Overview
Tea tree is mainly there to sharpen the scent. In beard oils and balms, a small amount can make a rich base smell cleaner, drier, and a little sharper.
In the jar, it gives lift at the top of a blend and helps cut through fatty, smoky, or resin-heavy formulas. Keep it restrained: too much can flatten leather or tobacco notes and push the formula from rugged to clinical.
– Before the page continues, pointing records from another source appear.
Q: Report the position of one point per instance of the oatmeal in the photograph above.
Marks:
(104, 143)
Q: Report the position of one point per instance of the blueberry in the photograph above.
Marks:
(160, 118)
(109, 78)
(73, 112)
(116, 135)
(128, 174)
For routine beard oils and balms, stay below the beard/facial leave-on safety check unless you have a clear reason and current supplier documentation. Oxidized or old tea tree can become harsher and more sensitizing, so keep stock fresh, minimize headspace, and retire material that smells flat, sharp, or stale.
For the Science Hippies
Tea tree essential oil is mostly volatile terpenes and terpene alcohols, especially terpinen-4-ol, with smaller amounts of gamma-terpinene, alpha-terpinene, and 1,8-cineole. That chemistry is why it smells bright and penetrating compared with fixed oils, and why it barely changes viscosity or firmness or thickness in an oil-based balm.
Because those molecules are reactive, heat, air, and light matter. Repeated warming and a lot of headspace speed oxidation and shift the aroma from crisp to harsh. There are no fatty acids here to build crystal structure or cushion, so use tea tree as a cool-down aromatic and let waxes, butters, and carrier oils handle body and melt.